La aeronave voló a baja altura sobre la playa del sur, pasando ante el muelle donde se estaba cargando el barco, y subió después por el valle hacia la meseta, que estaba a menor altura que las colinas circundantes. Sobre la meseta se levantaba el complejo de la Biblioteca de Oro, que se había construido medio siglo atrás. Inmediatamente por debajo de la meseta había cuatro largos pisos cerrados con cristales oscuros, abiertos en la ladera empinada, casi invisibles desde el aire y difíciles de detectar desde la playa. La mayor parte de lo que pasaba en el complejo tenía lugar por debajo de la superficie.

La aeronave aterrizó en el helipuerto, y Chapman bajó a tierra, seguido de los demás miembros del club de bibliófilos. Se alejaron rápidamente, bajando la cabeza y los hombros para evitar las aspas giratorias del aparato. Al mismo tiempo, Preston dio una señal, y corrieron hacia el helicóptero el mismo número de guardaespaldas. Cada uno de ellos tomó la bolsa y el maletín de uno de los miembros.

En el aire salado por el mar flotaba la expectación mientras los ocho hombres caminaban hacia los edificios, seguidos por Preston y los guardias.

—Qué desilusión que esta noche no vayamos a tener bibliotecario, maldita sea —dijo Brian Collum mientras se ajustaba las gafas de sol.

—Es una verdadera pena que no vayamos a tener torneo —coincidió Petr Klok—. Lo echaré mucho en falta. Me había pasado dos días preparándolo con los traductores.

—Prepara otra cosa, Marty —le ordenó Maurice Dresser, el miembro más antiguo. El autoritario magnate canadiense del petróleo se adelantó; el fuerte sol le daba un color rosado a la piel del cráneo, por debajo del pelo blanco ralo—. Te lo encargo.

Los otros miraron a Martin Chapman de buen humor. Pero ahora que se había eliminado a Charles Sherback y a Robin Miller (sus únicos bibliotecarios), el torneo no podría celebrarse de ningún modo.

—Sí, Marty. Es tu problema —dijo Reinhardt Gruen, aparentando seriedad.

—Desde luego —dijo Martin Chapman, siguiendo la broma. Entonces, se le ocurrió una idea—. Para mí no hay nada imposible. Por eso me elegisteis director.

—Necesito tomarme una copa… y quiero ver el menú para empezar a hacer jugos gástricos —dijo Dresser, volviendo la cabeza—. ¿Quién se echa un tenis después?

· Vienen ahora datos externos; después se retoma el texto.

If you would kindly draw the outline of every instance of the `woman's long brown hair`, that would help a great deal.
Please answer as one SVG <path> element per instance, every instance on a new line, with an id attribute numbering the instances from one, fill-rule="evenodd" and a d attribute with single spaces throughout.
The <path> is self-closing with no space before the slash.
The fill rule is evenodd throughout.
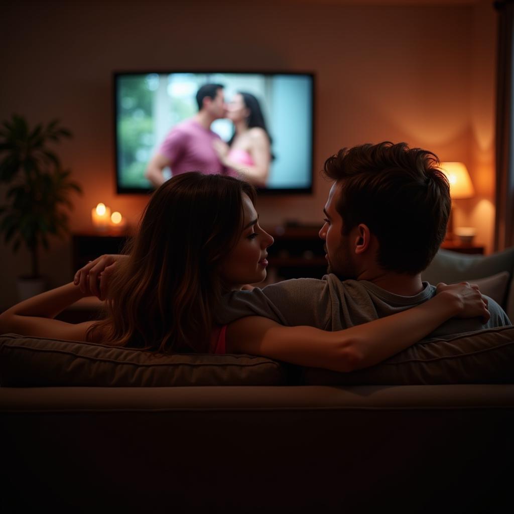
<path id="1" fill-rule="evenodd" d="M 152 195 L 109 280 L 106 317 L 90 341 L 160 352 L 207 352 L 224 284 L 218 273 L 243 223 L 249 184 L 191 172 Z"/>

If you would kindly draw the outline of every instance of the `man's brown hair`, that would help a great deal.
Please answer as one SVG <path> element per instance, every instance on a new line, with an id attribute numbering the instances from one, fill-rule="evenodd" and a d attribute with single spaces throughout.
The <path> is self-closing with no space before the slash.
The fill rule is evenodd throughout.
<path id="1" fill-rule="evenodd" d="M 422 271 L 444 240 L 451 208 L 439 164 L 431 152 L 390 141 L 343 148 L 329 157 L 324 171 L 341 187 L 336 209 L 343 233 L 363 223 L 378 241 L 380 266 Z"/>

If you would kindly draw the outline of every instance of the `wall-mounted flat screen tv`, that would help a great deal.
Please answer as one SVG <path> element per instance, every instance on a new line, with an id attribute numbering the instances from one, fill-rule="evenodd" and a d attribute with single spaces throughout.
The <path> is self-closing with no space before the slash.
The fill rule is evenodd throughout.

Entraron en el complejo cubierto de césped, con sus hileras de rosales. Los tres sencillos edificios blancos, con sus columnas dóricas, bañados de la luz del sol, se alzaban como homenajes griegos al pasado. El agua brillaba en la piscina de dimensiones olímpicas. La pista de tenis estaba desocupada, pero saltaba a la vista que no sería por mucho tiempo. Por detrás del complejo se elevaba una enorme antena parabólica, vínculo de la isla con el mundo exterior. En tiempos, sobre la meseta y las colinas circundantes se había extendido un pueblo, cuya fuente de ingresos principal habían sido unas minas de sal de buena calidad. Pero las minas se habían agotado, y ahora los únicos habitantes de la isla, aparte del personal regular, eran los roedores y las gaviotas, flamencos y otras aves.